A mis alumnos de traducción suele gustarles. Con facilidad ingresan a su mundo de intenciones escondidas tras sus calculadas palabras, y con facilidad bucean por debajo de la superficie del texto para completar con su imaginación lo que el autor les ha mezquinado. En ese esfuerzo intelectual, reflexionan y también crean. Quizá por eso insisto con Carver todos los años. Hace unas semanas, a modo de presentación de un texto que después traduciríamos, les dije que íbamos a compartir un video documental acerca de la vida de Carver. Una alumna se acercó y preguntó bajito si aparecería sangre en alguna escena. “No puedo ver sangre”, explicó, “me hace daño”.

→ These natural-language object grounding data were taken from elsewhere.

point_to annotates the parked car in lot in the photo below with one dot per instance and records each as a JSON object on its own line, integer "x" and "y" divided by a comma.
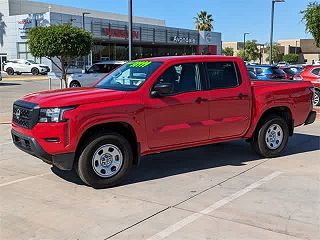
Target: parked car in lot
{"x": 267, "y": 72}
{"x": 155, "y": 105}
{"x": 20, "y": 66}
{"x": 312, "y": 74}
{"x": 289, "y": 73}
{"x": 282, "y": 64}
{"x": 93, "y": 74}
{"x": 296, "y": 69}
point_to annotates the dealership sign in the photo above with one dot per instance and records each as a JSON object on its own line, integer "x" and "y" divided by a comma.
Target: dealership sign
{"x": 183, "y": 40}
{"x": 120, "y": 33}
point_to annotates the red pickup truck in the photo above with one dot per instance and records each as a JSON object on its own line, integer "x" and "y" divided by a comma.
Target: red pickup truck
{"x": 156, "y": 105}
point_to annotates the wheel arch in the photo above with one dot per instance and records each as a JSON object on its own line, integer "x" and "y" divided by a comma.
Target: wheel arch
{"x": 123, "y": 128}
{"x": 281, "y": 111}
{"x": 74, "y": 80}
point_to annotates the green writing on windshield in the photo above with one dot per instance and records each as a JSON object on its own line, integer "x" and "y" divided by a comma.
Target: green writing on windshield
{"x": 140, "y": 64}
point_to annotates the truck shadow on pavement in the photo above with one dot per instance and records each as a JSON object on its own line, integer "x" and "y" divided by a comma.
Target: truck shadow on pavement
{"x": 236, "y": 153}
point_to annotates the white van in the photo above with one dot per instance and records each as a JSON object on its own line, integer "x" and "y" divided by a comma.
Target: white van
{"x": 93, "y": 74}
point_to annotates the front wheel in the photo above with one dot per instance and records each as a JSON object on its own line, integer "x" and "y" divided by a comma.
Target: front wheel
{"x": 105, "y": 160}
{"x": 316, "y": 98}
{"x": 75, "y": 84}
{"x": 10, "y": 71}
{"x": 271, "y": 137}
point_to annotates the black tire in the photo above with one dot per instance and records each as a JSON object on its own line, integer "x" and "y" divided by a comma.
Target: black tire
{"x": 258, "y": 142}
{"x": 35, "y": 71}
{"x": 75, "y": 84}
{"x": 85, "y": 165}
{"x": 316, "y": 99}
{"x": 10, "y": 71}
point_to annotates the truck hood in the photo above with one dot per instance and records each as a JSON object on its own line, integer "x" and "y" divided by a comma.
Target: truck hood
{"x": 73, "y": 96}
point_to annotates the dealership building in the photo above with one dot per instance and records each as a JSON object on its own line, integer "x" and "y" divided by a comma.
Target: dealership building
{"x": 151, "y": 37}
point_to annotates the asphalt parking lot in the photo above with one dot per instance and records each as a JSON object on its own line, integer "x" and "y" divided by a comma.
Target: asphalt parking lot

No había sangre que temer y la clase se desarrolló sin problemas. Me quedé pensando en mi alumna y en su extraña pregunta. ¿Por qué la visión de la sangre la afectaba tanto? ¿Por qué no podía controlarse? ¿Cómo procedía cuando no tenía la posibilidad de anticiparse a ese tipo de escenas? ¿Cuán limitada estaba a la hora de ver la televisión o ir al cine? ¿Se había resignado a que siempre fuera así o intentaba superarlo de algún modo?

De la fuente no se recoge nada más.